EUROSPEECH 2001 Scandinavia
We show how an iterative form of Laplace's method can be used to estimate the log-spectrum of clean speech from the log-spectrum of noisy, distorted speech, using a time-varying mixture model of the logspectra of the clean speech, noise, channel distortion and noisy speech. We use this method, called ALGONQUIN, to denoise speech features and then feed these features into a large vocabulary speech recognizer whose WER on the clean WSJ data is 4.9%. When 10dB of time-varying airplane engine noise is added to the data, the recognizer obtains a WER of 28.8%. ALGONQUIN reduces the WER to 12.6%, well below the WER of 25.0% obtained by spectral subtraction, and close to the WER of 9.7% obtained by retraining the recognizer on training data corrupted by the exact same noise.
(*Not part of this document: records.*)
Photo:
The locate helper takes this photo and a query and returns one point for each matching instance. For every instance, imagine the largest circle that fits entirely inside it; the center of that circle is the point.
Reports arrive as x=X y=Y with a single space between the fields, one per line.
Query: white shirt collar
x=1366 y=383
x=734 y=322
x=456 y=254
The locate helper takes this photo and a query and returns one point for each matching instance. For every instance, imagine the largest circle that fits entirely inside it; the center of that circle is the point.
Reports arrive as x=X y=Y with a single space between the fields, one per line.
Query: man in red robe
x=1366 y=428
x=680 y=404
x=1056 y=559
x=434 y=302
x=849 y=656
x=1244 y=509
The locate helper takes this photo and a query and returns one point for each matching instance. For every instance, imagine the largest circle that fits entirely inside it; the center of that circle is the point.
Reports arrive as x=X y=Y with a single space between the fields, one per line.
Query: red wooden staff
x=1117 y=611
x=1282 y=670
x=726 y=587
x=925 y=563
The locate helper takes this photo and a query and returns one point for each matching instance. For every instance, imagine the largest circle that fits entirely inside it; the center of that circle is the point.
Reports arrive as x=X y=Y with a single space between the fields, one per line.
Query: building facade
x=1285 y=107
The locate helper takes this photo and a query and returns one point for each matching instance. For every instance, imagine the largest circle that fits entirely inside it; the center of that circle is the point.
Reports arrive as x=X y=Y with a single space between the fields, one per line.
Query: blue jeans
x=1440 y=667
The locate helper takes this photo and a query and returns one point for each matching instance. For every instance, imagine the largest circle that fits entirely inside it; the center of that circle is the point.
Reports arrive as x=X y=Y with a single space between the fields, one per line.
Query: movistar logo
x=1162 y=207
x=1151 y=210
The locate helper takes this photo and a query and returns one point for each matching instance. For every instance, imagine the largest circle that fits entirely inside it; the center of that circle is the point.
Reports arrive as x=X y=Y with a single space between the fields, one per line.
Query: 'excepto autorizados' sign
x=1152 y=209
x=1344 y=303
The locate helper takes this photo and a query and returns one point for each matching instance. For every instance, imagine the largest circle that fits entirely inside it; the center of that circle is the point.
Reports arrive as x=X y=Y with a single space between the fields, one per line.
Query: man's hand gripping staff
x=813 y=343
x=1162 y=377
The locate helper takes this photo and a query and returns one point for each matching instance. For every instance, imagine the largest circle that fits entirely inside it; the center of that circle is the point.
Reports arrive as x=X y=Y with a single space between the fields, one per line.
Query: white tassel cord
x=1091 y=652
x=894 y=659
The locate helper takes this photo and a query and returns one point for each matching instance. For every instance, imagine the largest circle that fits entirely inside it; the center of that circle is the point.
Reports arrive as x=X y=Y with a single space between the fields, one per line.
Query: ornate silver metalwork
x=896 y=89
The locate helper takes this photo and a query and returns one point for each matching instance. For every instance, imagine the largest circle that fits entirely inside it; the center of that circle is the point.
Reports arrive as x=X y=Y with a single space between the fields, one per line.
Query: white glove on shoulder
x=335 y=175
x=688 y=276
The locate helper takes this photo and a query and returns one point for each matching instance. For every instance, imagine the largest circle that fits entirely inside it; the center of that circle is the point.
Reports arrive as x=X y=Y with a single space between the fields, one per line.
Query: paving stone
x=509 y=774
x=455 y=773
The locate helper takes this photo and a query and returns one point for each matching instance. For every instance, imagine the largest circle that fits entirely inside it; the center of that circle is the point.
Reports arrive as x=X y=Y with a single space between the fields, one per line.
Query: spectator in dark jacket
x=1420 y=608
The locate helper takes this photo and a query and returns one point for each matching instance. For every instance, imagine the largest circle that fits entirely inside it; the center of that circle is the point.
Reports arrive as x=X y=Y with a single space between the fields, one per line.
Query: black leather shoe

If ALGONQUIN is used to denoise the noisy training data before the recognizer is retrained, the WER drops to 8.5%. For 10dB of white noise, spectral subtraction reduces the WER from 55.1% to 33.8%. ALGONQUIN reduces the WER to 14.2%. The recognizer trained on noisy data obtains a WER of 14.0%, whereas the recognizer trained on noisy data denoised by ALGONQUIN obtains a WER of 9.9%.
Bibliographic reference. Frey, Brendan J. / Deng, Li / Acero, Alex / Kristjansson, Trausti (2001): "ALGONQUIN: iterating laplace's method to remove multiple types of acoustic distortion for robust speech recognition", In EUROSPEECH-2001, 901-904.